The hydrolysis of ethyl acetate (CH3COOC2H5) by sodium hydroxide yields ethanol (C2H5OH) and sodium acetate (NaO2CCH3) by the reaction shown, which follows second order kinetics. In an experiment 500 mL of 0.1 M ethylacetate in water is mixed with 500 mL of 0.1 M NaOH in water. After 20 minutes the concentration of sodium acetate is measured and is 0.0435M. Determine the rate constant for the reaction.
(1/A)-(1/Ao) = kt
You know Ao and t from the problem. You can calculate A, subtitute and solve for k.
post your work if you get stuck.
To determine the rate constant for the reaction, we can use the integrated rate law for a second-order reaction. The integrated rate law equation is:
1/[A]t - 1/[A]0 = kt
Where:
[A]t = concentration of reactant at time t
[A]0 = initial concentration of reactant
k = rate constant
t = time
In this case, we are given the concentration of sodium acetate ([A]t) as 0.0435 M, the initial concentration of ethyl acetate ([A]0) as 0.1 M, and the time (t) as 20 minutes.
Let's plug the values into the integrated rate law equation and solve for k:
1/0.0435 - 1/0.1 = k * 20
Simplifying the equation:
23.0 - 10.0 = k * 20
13.0 = k * 20
Now, we can solve for k:
k = 13.0 / 20
k = 0.65 min^-1
Therefore, the rate constant for the reaction is 0.65 min^-1.
To determine the rate constant for the hydrolysis reaction, you can use the second-order rate equation:
Rate = k * [ethyl acetate] * [sodium hydroxide]
where:
- Rate is the rate of reaction
- k is the rate constant
- [ethyl acetate] and [sodium hydroxide] are the concentrations of ethyl acetate and sodium hydroxide, respectively.
Given that the reaction follows second-order kinetics, the rate equation can be simplified to:
Rate = k * [ethyl acetate]^2
To find the rate constant (k), we need to rearrange the equation and solve for k.
First, we need to determine the initial concentration of ethyl acetate ([ethyl acetate]_0).
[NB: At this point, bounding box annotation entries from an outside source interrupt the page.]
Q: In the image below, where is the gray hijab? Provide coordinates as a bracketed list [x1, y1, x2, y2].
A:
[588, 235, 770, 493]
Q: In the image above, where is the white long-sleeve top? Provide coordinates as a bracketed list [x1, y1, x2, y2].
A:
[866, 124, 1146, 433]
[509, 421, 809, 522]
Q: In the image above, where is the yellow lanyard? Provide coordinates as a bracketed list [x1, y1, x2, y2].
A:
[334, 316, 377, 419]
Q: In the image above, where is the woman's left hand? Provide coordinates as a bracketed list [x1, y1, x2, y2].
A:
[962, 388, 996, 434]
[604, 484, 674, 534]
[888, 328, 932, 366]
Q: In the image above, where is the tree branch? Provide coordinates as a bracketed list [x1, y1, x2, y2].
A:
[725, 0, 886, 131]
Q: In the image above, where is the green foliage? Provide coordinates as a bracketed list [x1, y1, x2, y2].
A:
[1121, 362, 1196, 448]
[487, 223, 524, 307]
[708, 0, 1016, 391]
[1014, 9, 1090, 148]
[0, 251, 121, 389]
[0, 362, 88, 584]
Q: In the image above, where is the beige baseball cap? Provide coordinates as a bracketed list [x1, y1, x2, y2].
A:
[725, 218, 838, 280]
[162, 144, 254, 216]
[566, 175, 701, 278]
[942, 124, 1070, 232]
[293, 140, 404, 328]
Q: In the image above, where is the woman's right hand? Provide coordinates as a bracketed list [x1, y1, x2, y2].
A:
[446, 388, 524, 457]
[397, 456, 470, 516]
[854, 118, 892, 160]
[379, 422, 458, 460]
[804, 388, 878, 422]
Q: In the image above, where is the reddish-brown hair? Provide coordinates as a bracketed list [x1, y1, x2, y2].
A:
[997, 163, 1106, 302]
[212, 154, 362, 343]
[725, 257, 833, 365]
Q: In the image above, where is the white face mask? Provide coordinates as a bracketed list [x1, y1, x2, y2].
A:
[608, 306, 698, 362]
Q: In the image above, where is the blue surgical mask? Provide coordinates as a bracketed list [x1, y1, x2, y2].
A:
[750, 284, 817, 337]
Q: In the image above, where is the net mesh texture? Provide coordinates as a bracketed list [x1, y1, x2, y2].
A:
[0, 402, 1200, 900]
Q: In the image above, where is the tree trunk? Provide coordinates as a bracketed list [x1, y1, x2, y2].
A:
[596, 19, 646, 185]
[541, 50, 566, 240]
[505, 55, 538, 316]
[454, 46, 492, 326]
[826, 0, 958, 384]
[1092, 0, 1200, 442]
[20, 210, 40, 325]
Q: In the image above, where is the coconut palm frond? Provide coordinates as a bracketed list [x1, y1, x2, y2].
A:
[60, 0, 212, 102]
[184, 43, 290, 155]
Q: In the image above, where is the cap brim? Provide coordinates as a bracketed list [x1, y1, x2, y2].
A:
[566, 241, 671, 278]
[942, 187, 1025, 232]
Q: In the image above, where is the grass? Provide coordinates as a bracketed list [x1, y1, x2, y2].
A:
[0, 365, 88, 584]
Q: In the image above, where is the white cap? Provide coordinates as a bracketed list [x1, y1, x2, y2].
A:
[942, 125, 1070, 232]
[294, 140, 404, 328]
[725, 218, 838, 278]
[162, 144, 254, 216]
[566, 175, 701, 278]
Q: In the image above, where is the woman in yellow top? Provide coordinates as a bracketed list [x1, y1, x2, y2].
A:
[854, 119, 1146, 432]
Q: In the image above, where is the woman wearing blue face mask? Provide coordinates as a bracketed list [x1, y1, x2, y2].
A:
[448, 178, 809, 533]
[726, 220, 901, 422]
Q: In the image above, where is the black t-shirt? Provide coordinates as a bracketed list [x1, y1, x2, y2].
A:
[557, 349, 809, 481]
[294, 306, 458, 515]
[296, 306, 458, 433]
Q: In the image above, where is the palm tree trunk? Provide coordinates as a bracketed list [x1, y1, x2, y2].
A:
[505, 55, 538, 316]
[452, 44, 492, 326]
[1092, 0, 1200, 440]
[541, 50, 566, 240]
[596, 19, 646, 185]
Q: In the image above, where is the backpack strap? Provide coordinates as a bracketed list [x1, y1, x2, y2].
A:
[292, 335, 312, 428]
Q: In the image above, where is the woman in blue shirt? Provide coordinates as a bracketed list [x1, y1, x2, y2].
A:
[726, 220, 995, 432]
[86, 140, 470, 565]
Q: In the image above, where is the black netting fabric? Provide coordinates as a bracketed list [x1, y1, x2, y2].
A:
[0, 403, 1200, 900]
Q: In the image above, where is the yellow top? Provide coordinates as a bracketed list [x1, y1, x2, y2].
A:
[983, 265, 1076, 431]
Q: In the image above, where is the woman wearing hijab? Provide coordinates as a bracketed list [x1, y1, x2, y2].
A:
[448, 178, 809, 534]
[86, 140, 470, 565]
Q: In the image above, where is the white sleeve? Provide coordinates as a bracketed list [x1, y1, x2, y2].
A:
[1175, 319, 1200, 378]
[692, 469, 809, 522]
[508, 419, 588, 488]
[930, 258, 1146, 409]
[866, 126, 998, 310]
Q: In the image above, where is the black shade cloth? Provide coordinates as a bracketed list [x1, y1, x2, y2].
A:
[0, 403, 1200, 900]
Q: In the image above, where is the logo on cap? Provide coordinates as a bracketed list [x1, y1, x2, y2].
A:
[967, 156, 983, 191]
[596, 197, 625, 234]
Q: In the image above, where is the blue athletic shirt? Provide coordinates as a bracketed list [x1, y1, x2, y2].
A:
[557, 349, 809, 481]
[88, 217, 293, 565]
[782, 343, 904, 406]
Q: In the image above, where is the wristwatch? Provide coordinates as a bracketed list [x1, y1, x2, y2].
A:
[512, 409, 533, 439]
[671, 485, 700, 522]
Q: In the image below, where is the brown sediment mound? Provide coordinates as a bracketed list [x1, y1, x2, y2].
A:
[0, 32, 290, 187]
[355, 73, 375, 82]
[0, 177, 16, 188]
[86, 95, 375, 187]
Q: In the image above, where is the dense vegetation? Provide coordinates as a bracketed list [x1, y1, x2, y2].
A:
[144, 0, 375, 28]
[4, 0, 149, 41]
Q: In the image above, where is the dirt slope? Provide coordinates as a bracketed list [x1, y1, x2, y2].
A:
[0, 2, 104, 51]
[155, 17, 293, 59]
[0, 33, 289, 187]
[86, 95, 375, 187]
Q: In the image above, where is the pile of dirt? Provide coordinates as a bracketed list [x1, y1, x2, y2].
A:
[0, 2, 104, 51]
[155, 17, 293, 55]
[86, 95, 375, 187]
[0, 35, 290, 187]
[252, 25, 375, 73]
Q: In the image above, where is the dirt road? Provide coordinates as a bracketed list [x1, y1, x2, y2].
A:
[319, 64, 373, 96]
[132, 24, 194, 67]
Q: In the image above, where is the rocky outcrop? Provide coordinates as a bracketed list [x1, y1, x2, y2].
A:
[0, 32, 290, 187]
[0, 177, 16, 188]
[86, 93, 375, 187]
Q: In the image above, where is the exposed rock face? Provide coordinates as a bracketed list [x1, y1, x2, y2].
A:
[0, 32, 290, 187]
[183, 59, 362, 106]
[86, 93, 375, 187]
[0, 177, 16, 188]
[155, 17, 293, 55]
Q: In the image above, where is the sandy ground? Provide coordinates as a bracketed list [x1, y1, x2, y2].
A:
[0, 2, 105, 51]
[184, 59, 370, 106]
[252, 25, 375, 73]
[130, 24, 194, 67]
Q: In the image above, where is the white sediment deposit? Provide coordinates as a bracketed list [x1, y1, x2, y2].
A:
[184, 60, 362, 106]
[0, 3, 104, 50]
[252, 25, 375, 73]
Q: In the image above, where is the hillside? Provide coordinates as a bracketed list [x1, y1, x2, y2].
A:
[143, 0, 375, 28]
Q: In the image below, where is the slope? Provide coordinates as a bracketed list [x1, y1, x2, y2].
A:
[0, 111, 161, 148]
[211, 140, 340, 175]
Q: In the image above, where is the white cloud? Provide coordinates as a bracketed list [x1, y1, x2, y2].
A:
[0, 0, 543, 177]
Since we mixed equal volumes of 0.1 M ethyl acetate and 0.1 M sodium hydroxide, the initial concentration of ethyl acetate is:
[ethyl acetate]_0 = (0.1 M) * (500 mL / 1000 mL)
= 0.05 M
Next, we can calculate the rate of the reaction using the concentration of sodium acetate after 20 minutes ([sodium acetate]_20 min) and the known volume:
Rate = (0.0435 M) / (20 min)
Finally, we can substitute the values into the rate equation to solve for the rate constant (k):
k = Rate / [ethyl acetate]^2
= (0.0435 M) / ((0.05 M)^2)
Evaluating this expression will give you the numeric value of the rate constant.